Repeat several times.

Lay Baby on his stomach. Kneel down behind him and put your hands on the soles of his feet. As soon as he feels your hands, he will try to bring himself forward by pushing his feet against your hands. Sometimes he may need a gentle push from you. While lightly pushing his feet, sing “Push the Baby.”

Brain building skills: Builds both small and large motor skills at the same time, head and neck control, and upper and lower back. This is a preparation exercise for crawling.
Muscles exercised: Neck, upper body, upper and lower back, arms and legs, and core muscles.

Whoop Johnnie

Whoop Johnnie, whoop Johnnie, whoop Johnnie, whoop.
Repeat on other hand.

Say the rhyme as you slide your index finger down the inside of Baby’s thumb and up his index finger, down the index finger and up his middle finger, and so on until you reach his pinky finger. Tap the tip of his pinky finger with your index finger on the last “whoop.”

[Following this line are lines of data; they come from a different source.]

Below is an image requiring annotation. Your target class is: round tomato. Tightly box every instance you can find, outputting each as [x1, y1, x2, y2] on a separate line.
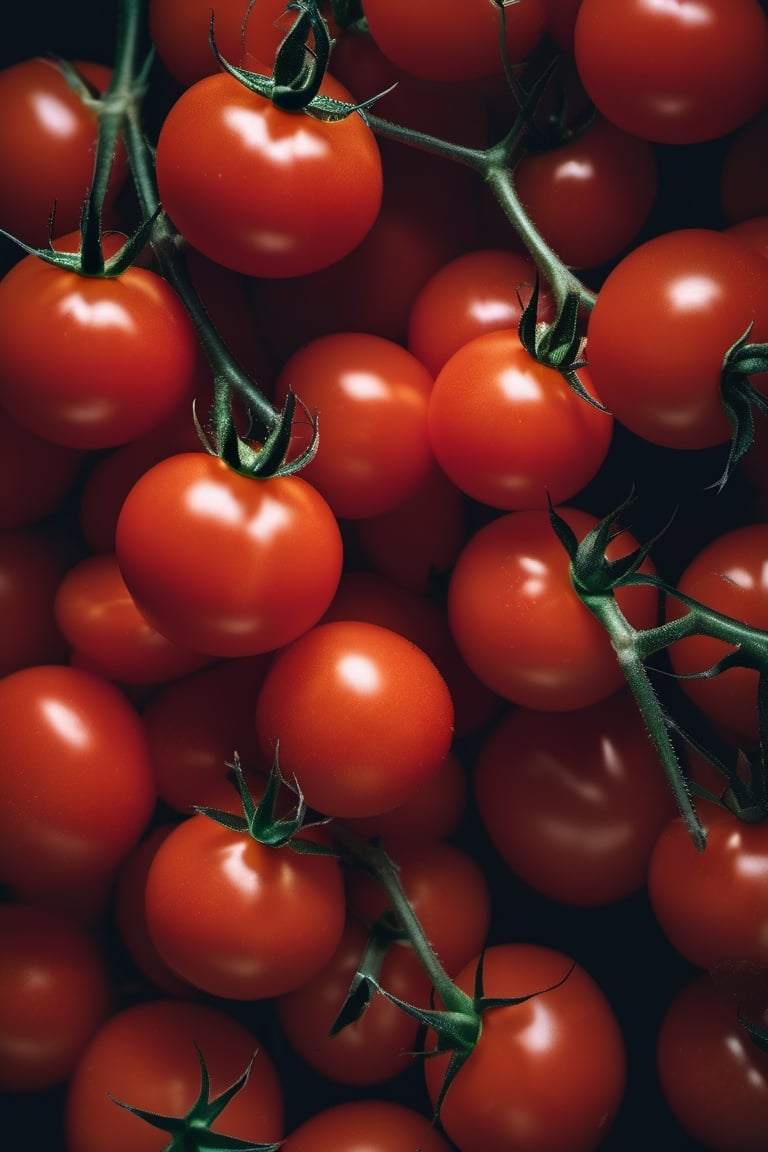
[157, 73, 382, 278]
[573, 0, 768, 144]
[424, 943, 625, 1152]
[427, 329, 614, 509]
[0, 665, 155, 893]
[116, 453, 342, 657]
[0, 904, 112, 1092]
[256, 621, 454, 817]
[64, 999, 283, 1152]
[275, 332, 434, 518]
[472, 691, 677, 905]
[648, 801, 768, 972]
[145, 814, 344, 1000]
[448, 506, 657, 712]
[586, 228, 768, 448]
[0, 234, 198, 448]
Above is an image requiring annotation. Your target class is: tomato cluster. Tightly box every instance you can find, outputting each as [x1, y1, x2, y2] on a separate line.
[0, 0, 768, 1152]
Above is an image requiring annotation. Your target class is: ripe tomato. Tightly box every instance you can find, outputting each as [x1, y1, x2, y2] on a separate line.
[64, 999, 283, 1152]
[0, 904, 112, 1092]
[116, 453, 342, 657]
[586, 228, 768, 448]
[256, 621, 454, 817]
[573, 0, 768, 144]
[275, 332, 434, 518]
[0, 234, 198, 449]
[0, 58, 128, 248]
[648, 801, 768, 972]
[427, 329, 614, 509]
[365, 0, 547, 82]
[424, 943, 625, 1152]
[0, 665, 155, 894]
[157, 73, 382, 278]
[472, 691, 677, 905]
[666, 523, 768, 745]
[145, 814, 344, 1000]
[656, 973, 768, 1152]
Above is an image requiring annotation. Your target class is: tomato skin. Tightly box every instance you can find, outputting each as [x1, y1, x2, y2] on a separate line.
[648, 801, 768, 973]
[0, 665, 155, 894]
[427, 329, 614, 510]
[64, 999, 283, 1152]
[656, 973, 768, 1152]
[0, 234, 198, 449]
[573, 0, 768, 144]
[0, 904, 112, 1092]
[146, 814, 344, 1000]
[115, 453, 342, 657]
[256, 621, 454, 817]
[424, 943, 625, 1152]
[586, 228, 768, 449]
[157, 73, 382, 278]
[448, 507, 657, 712]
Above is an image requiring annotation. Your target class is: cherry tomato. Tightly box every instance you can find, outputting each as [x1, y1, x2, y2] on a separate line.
[573, 0, 768, 144]
[256, 621, 454, 817]
[157, 73, 382, 278]
[116, 453, 342, 657]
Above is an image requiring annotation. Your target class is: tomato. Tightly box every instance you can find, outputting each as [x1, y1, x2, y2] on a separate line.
[648, 801, 768, 972]
[472, 691, 677, 905]
[256, 621, 454, 817]
[145, 814, 344, 1000]
[157, 73, 382, 278]
[0, 234, 198, 449]
[427, 329, 614, 509]
[64, 999, 283, 1152]
[573, 0, 768, 144]
[656, 973, 768, 1152]
[116, 453, 342, 657]
[586, 228, 768, 448]
[282, 1100, 450, 1152]
[424, 943, 625, 1152]
[0, 56, 128, 248]
[515, 115, 657, 268]
[0, 665, 155, 894]
[365, 0, 547, 81]
[448, 508, 657, 712]
[666, 523, 768, 745]
[275, 332, 434, 518]
[0, 904, 112, 1092]
[275, 916, 432, 1086]
[408, 248, 554, 376]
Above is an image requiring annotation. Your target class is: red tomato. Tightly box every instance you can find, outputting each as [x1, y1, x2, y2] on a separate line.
[573, 0, 768, 144]
[0, 58, 128, 248]
[157, 73, 382, 278]
[424, 943, 625, 1152]
[666, 524, 768, 745]
[0, 234, 198, 448]
[66, 1000, 283, 1152]
[256, 621, 454, 817]
[0, 665, 155, 893]
[145, 814, 344, 1000]
[586, 228, 768, 448]
[427, 329, 614, 509]
[448, 508, 657, 712]
[0, 904, 111, 1092]
[656, 973, 768, 1152]
[365, 0, 547, 82]
[472, 692, 677, 905]
[275, 332, 434, 518]
[648, 801, 768, 972]
[515, 116, 657, 268]
[116, 453, 342, 657]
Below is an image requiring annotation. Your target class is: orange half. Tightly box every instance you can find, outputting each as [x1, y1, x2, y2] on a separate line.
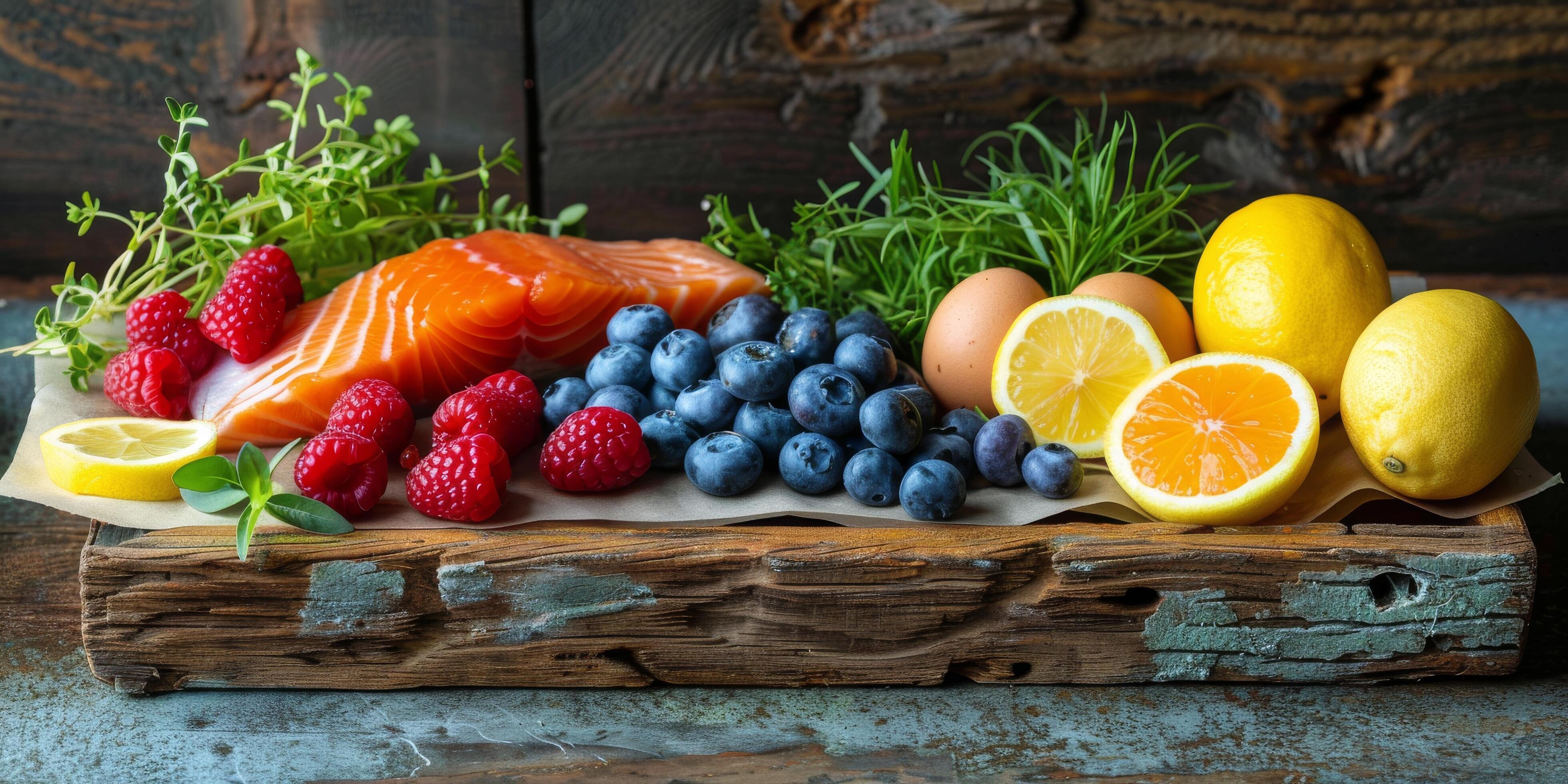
[1106, 353, 1319, 525]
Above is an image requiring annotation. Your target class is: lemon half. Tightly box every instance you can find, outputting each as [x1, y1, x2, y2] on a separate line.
[991, 295, 1170, 458]
[38, 417, 218, 500]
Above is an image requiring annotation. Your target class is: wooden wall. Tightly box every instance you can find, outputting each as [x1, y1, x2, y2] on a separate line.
[0, 0, 1568, 274]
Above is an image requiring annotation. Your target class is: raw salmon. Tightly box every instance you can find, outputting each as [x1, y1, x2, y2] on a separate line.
[191, 229, 767, 450]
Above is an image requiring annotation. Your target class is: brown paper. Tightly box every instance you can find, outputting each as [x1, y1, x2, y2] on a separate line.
[0, 358, 1562, 528]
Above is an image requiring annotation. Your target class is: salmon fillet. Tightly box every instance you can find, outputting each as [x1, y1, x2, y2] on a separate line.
[191, 229, 767, 450]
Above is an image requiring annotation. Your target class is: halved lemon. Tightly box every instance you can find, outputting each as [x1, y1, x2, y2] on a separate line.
[1106, 353, 1317, 525]
[38, 417, 218, 500]
[991, 295, 1168, 458]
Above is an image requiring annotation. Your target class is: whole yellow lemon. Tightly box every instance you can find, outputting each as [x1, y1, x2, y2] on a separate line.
[1192, 194, 1389, 422]
[1341, 288, 1541, 499]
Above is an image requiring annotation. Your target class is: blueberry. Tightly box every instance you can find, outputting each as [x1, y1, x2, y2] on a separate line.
[638, 411, 699, 469]
[604, 304, 676, 351]
[583, 384, 654, 419]
[833, 310, 892, 345]
[789, 365, 866, 438]
[974, 414, 1035, 488]
[861, 387, 925, 455]
[718, 340, 795, 402]
[734, 403, 804, 466]
[833, 334, 898, 392]
[648, 329, 714, 389]
[888, 384, 936, 428]
[583, 343, 654, 389]
[903, 430, 975, 480]
[648, 384, 680, 411]
[942, 408, 985, 444]
[544, 378, 593, 430]
[898, 460, 969, 520]
[685, 430, 762, 496]
[839, 430, 876, 458]
[888, 359, 931, 392]
[779, 433, 844, 496]
[774, 307, 839, 368]
[676, 380, 740, 433]
[707, 295, 784, 354]
[844, 447, 903, 506]
[1024, 444, 1084, 499]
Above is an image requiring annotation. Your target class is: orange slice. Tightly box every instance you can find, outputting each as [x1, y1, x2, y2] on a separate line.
[1106, 353, 1317, 525]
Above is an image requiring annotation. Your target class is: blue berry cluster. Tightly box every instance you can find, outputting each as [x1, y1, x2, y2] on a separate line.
[544, 295, 1084, 520]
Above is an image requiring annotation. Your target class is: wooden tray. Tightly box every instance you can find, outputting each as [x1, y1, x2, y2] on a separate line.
[82, 505, 1535, 693]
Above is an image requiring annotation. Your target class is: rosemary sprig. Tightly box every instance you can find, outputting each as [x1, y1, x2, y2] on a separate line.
[6, 49, 586, 390]
[704, 102, 1229, 359]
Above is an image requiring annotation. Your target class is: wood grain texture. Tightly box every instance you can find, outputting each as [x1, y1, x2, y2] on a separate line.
[82, 506, 1535, 693]
[0, 0, 527, 276]
[536, 0, 1568, 271]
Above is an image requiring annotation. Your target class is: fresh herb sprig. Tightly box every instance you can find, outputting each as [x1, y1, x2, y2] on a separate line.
[174, 439, 354, 561]
[8, 49, 588, 390]
[704, 102, 1229, 359]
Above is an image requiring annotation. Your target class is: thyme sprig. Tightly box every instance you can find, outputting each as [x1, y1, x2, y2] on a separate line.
[704, 102, 1229, 359]
[6, 49, 586, 390]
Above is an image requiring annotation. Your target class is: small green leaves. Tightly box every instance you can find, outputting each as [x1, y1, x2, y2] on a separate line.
[174, 439, 354, 561]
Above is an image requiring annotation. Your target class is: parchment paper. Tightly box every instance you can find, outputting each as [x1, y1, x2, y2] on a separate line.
[0, 358, 1562, 528]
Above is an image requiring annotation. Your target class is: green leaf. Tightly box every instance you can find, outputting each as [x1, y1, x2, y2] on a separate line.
[266, 492, 354, 533]
[180, 488, 249, 514]
[266, 436, 304, 472]
[235, 441, 273, 506]
[234, 503, 262, 561]
[174, 455, 243, 492]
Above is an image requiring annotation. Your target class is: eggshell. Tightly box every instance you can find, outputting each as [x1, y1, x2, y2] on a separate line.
[1072, 273, 1198, 362]
[920, 266, 1047, 417]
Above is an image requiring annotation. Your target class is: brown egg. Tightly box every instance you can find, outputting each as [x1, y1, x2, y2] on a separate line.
[920, 266, 1047, 417]
[1072, 273, 1198, 362]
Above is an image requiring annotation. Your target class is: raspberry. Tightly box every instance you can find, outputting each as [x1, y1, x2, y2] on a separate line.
[474, 370, 544, 447]
[104, 343, 191, 419]
[326, 378, 414, 456]
[201, 274, 284, 362]
[406, 433, 511, 522]
[539, 406, 652, 492]
[229, 245, 304, 309]
[126, 292, 218, 378]
[430, 387, 539, 455]
[295, 430, 387, 519]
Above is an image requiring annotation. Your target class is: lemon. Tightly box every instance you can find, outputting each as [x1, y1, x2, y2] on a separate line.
[1192, 194, 1389, 420]
[38, 417, 218, 500]
[991, 295, 1168, 458]
[1106, 353, 1319, 525]
[1341, 288, 1541, 499]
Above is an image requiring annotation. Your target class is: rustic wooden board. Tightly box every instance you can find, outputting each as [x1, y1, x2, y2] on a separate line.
[80, 506, 1535, 693]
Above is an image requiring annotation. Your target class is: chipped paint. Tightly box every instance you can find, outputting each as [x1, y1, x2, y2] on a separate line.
[300, 561, 403, 637]
[436, 561, 657, 643]
[1143, 554, 1524, 680]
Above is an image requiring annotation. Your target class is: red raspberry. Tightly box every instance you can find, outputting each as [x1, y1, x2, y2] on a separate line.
[474, 370, 544, 447]
[295, 430, 387, 519]
[406, 433, 511, 522]
[201, 274, 284, 362]
[126, 292, 218, 378]
[229, 245, 304, 309]
[104, 343, 191, 419]
[326, 378, 414, 455]
[539, 406, 651, 492]
[430, 387, 539, 456]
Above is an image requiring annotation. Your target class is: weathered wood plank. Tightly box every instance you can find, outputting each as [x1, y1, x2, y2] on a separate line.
[535, 0, 1568, 271]
[82, 505, 1535, 693]
[0, 0, 528, 276]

Brain building skills: Language development, tactile stimulation, anticipation and excitement.
Muscles exercised: Neck, upper body, upper and lower back, arms and legs, and core muscles.

Dance Your Blanket (Sung to the tune of The Farmer in the Dell)

Dance your blanket up
(Hold the blanket high up in the air between you and Baby.)
And dance your blanket down.
(Bring the blanket down.)
Dance your blanket from side to side,
(Move the blanket from side to side in front of Baby.)
And dance it all around.
(Make a circular motion in the air with the blanket.)
Now dance it on your head,
(Gently touch Baby’s head with the blanket.)
And dance it on your shoulders,
(Gently touch Baby’s shoulders with the blanket.)
Dance on your tummy,
(Tickle Baby’s tummy with your hand inside the blanket.)
And put the Baby to bed.
Peek-a-boo!
(Cover Baby’s face with the blanket and then remove.)

This exercise can be done with Baby sitting in front of you so that he faces you or lying on his back.

Brain building skills: Body awareness, tactile stimulation, anticipation, excitement and object permanence.